Datasets for Concept Drift

  1. SEA Concepts
    (SEA Concepts Dataset
    Dataset (proposed by Street and Kim, 2001) with 60,000 examples, 3 attributes and 3 classes. Attributes are numeric between 0 and 10, only two are relevant. There are four concepts, 15,000 examples each, with different thresholds for the concept function, which is if relevant_feature1 + relevant_feature2 > Threshold then class = 0. Threshold values are 8,9,7, and 9.5. Dataset has about 10 % of noise.
  2. Usenet
    (Usenet Dataset
    Text dataset, inspired by Katakis et al. (2010), is a simulation of news filtering with a concept drift related to the change of interest of a user over time. For this purpose we use the data from 20 Newsgroups (Rennie, 2008) and handle it as follows. There are six topics chosen and the simulated user in each concept is subscribed to mailing list of four of them being interested only in two. Over time the virtual user decides to unsubscribe from those groups that he was not interested in and subscribe for two new ones that he becomes interested in. The previously interesting topics become out of his main interest. The Table 1 summarizes the concepts. Note that the topics of interest are repeated to simulate recurring concepts. The original dataset is divided into train and test. Data from train appears in the first three concepts whereas data from test is in the last three (recurring) concepts. The data is preprocessed with tm (Feinerer, 2010) package for R keeping only attributes (words) longer than three letters and with minimal document frequency greater than three. Moreover, from the remaining only those that are informative are kept (entropy > 75 x 10-5 ). Attribute values are binary indicating the presence or absence of the respective word. At the end the set has 659 attributes and 5,931 examples. 
  3. Intrusion Detection
    (KDD Cup 10 Percent Dataset
    This data set was used in KDD Cup 1999 Competition (Frank and Asuncion, 2010). The full dataset has about five million connection records, this is a set with only 10 % of the size. The original task has 24 training attack types. The original labels of attack types are changed to label abnormal in our experiments and we keep the label normal for normal connection. This way we simplify the set to two class problem.
  4. Spam Detection
    (Spam Dataset
    Real world textual data set that uses SpamAssasin data collection (Katakis et al., 2010). This spam dataset consists of 9,324 examples with 40,000 attributes and represents the gradual concept drift. There are two classes, legitimate and spam, with the ratio around 20 %.

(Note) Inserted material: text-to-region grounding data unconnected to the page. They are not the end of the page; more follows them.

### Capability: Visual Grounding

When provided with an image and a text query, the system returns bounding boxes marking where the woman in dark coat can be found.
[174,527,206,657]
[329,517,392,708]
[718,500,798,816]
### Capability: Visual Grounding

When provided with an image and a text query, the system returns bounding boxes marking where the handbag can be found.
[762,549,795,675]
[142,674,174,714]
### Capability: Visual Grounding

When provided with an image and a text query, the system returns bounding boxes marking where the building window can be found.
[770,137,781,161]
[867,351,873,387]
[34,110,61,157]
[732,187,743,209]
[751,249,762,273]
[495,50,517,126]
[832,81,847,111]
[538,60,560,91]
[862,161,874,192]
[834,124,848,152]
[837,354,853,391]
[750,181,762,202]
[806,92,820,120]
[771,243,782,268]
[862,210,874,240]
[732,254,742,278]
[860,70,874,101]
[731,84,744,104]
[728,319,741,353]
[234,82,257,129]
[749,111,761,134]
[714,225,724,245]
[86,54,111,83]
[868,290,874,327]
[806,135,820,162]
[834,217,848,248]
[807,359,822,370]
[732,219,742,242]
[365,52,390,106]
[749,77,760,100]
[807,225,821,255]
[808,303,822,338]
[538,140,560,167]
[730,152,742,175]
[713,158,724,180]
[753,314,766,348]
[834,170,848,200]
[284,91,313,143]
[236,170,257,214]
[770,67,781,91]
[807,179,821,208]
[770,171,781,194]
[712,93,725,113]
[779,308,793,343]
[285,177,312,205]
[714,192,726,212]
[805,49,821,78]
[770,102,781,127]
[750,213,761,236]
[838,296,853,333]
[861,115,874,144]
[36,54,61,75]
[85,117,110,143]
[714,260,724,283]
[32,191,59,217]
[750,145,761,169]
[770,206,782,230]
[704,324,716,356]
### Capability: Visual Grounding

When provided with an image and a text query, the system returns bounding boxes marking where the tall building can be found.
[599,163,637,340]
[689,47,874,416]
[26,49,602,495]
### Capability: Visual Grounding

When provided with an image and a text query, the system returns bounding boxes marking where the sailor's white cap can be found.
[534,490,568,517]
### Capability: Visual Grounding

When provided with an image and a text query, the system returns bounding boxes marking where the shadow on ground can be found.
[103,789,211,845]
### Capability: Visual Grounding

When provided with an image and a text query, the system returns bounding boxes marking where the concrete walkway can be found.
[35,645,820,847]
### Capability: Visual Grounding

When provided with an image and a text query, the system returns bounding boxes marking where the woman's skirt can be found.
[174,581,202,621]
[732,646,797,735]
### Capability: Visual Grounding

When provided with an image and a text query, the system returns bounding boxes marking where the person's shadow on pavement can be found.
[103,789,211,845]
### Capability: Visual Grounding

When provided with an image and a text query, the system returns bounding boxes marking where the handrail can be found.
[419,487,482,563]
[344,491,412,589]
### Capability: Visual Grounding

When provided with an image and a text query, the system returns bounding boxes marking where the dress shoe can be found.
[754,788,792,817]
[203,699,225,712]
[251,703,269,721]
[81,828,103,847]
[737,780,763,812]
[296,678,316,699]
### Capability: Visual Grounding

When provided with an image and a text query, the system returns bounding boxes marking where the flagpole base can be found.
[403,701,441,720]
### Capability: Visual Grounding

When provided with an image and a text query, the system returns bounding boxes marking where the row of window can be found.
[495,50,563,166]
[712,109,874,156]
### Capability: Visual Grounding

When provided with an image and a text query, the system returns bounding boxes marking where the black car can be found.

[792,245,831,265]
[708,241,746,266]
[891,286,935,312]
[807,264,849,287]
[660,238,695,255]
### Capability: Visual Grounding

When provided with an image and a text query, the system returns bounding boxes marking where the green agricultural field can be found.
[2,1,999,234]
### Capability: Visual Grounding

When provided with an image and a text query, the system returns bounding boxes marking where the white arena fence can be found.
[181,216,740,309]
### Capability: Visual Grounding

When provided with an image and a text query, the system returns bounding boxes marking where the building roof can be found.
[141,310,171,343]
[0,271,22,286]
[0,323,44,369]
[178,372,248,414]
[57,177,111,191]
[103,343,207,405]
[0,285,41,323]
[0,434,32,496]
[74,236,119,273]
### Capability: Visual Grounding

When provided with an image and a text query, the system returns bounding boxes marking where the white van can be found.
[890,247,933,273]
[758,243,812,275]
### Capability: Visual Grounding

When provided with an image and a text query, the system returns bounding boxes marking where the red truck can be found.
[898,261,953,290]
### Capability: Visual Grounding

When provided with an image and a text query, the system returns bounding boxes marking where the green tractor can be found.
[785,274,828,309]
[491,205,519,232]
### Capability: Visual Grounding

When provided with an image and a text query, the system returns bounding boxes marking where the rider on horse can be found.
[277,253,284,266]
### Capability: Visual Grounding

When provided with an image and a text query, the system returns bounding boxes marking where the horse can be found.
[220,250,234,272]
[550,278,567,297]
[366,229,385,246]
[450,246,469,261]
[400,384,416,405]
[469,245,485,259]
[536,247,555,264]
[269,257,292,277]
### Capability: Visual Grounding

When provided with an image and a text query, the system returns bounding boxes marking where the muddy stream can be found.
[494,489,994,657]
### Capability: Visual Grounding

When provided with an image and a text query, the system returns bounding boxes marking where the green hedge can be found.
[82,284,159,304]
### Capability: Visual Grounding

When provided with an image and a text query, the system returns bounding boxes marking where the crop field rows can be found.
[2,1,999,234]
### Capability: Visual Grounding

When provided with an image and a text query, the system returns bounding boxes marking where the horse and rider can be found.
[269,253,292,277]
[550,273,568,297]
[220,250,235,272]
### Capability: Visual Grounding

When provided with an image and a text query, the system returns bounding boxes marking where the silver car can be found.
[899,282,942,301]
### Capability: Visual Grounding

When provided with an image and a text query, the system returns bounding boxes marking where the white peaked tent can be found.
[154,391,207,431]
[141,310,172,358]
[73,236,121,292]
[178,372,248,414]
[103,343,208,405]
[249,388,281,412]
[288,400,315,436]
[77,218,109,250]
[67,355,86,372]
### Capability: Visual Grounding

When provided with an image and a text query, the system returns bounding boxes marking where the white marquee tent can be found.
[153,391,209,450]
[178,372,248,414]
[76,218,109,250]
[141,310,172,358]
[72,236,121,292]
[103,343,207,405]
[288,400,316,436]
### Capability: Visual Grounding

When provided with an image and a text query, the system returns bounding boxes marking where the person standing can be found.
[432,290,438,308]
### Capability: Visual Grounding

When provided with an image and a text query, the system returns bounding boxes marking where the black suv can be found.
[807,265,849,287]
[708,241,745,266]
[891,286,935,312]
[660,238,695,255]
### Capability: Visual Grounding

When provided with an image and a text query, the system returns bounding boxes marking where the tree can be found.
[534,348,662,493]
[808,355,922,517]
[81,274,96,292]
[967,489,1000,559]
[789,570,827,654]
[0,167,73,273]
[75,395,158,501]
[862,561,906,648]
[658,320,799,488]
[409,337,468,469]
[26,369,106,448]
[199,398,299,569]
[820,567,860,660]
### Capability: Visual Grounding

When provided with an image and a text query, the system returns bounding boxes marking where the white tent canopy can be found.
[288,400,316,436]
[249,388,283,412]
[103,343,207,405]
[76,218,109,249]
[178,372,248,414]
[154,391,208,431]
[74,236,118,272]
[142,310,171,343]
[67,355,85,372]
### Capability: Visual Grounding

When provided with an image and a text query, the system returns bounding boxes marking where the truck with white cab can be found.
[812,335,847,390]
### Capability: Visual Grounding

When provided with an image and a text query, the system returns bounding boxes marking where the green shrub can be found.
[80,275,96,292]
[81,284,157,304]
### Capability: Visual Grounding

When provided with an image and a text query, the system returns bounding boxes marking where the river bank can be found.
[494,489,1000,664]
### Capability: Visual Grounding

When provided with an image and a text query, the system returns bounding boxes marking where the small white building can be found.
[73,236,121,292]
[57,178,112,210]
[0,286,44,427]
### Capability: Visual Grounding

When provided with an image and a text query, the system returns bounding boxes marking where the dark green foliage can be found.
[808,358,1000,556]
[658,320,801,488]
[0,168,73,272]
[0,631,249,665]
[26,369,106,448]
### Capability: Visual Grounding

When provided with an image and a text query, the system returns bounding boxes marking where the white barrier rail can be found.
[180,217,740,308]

  • Street, W. N. and Y. Kim (2001). A streaming ensemble algorithm SEA for large- scale classification. pp. 377-382. ACM Press.
  • Katakis, I., G. Tsoumakas, and I. Vlahavas (2010). Tracking recurring contexts using ensemble classifiers: an application to email filtering. Knowledge and Information Systems 22, 371-391.
  • Tsoumakas, and I. Vlahavas (2008). An ensemble of classifiers for coping with recurring contexts in data streams. In Proceeding of the 2008 conference on ECAI 2008, Amsterdam, The Netherlands, The Netherlands, pp. 763-764. IOS Press.
  • Frank, A. and A. Asuncion (2010). UCI machine learning repository.